Lors d'une conférence de presse organisée mardi, le député Paul Vannier a dévoilé le "plan d'urgence" de LFI pour l'éducation. Il prévoit de revaloriser les professeurs, l'embauche de nouveaux enseignants mais aussi l'adaptation des établissements scolaires au changement climatique.
50 milliards d'euros pour rénover les écoles. Ce mardi, le député Paul Vannier a présenté les grandes lignes du "plan d'urgence pour la rentrée scolaire" du groupe La France insoumise, lors d'une conférence de presse organisée à l'Assemblée nationale. "Les conséquences du changement climatique nécessitent un plan massif d'investissements dans la rénovation de nos écoles publiques", a commenté l'élu du Val-d'Oise.

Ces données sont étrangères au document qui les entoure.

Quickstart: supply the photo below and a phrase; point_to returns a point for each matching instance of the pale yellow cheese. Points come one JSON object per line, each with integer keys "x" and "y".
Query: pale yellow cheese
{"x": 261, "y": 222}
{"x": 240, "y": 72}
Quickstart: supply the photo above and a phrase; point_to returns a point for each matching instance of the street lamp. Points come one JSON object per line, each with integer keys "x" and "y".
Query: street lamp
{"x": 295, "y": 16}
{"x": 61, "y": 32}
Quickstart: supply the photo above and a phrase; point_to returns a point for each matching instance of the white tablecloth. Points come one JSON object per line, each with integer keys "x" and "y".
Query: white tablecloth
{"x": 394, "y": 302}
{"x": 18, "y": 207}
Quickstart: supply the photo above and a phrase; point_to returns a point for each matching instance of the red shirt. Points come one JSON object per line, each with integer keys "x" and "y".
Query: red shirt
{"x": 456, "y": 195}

Les députés LFI proposent pour cela de planifier la mobilisation de cinq milliards d'euros par an pendant dix ans, soit 50 milliards d'euros sur la période, "à travers une augmentation du fonds vert". L'objectif est notamment d'installer la climatisation, des ventilateurs, des stores ou des brise-soleils dans les établissements scolaires, mais aussi d'installer des points mobiles d'eau "partout où c'est nécessaire". Des travaux de rénovation thermique du bâti scolaire et la création de cours végétalisées seraient aussi engagés.
"Les effets du changement climatique mettent en cause le fonctionnement du service public de l'éducation", a commenté ce mardi le député LFI Paul Vannier, expliquant qu'en juin, "6 000 établissements scolaires ont été affectés par les conséquences de la canicule" et que "1 800 d'entre eux ont dû fermer".
Paul Vannier a présenté les autres mesures du "plan d'urgence" de La France insoumise, qui prévoit une "gratuité réelle de l'école", c'est-à-dire la gratuité pour tous des fournitures et des manuels scolaires. La gratuité de la cantine, des transports et du périscolaire serait quant à elle réservée "prioritairement pour les familles les plus pauvres". Cette mesure, qui est en cours de chiffrage, coûterait "une dizaine de milliards d'euros".
LFI souhaite également recruter de nouveaux enseignants, en créant une "session supplémentaire au concours dès cet hiver" et en titularisant les contractuels qui le souhaitent. Le but : lutter contre le "scandale absolu" des "plus de 15 millions d'heures non remplacées chaque année".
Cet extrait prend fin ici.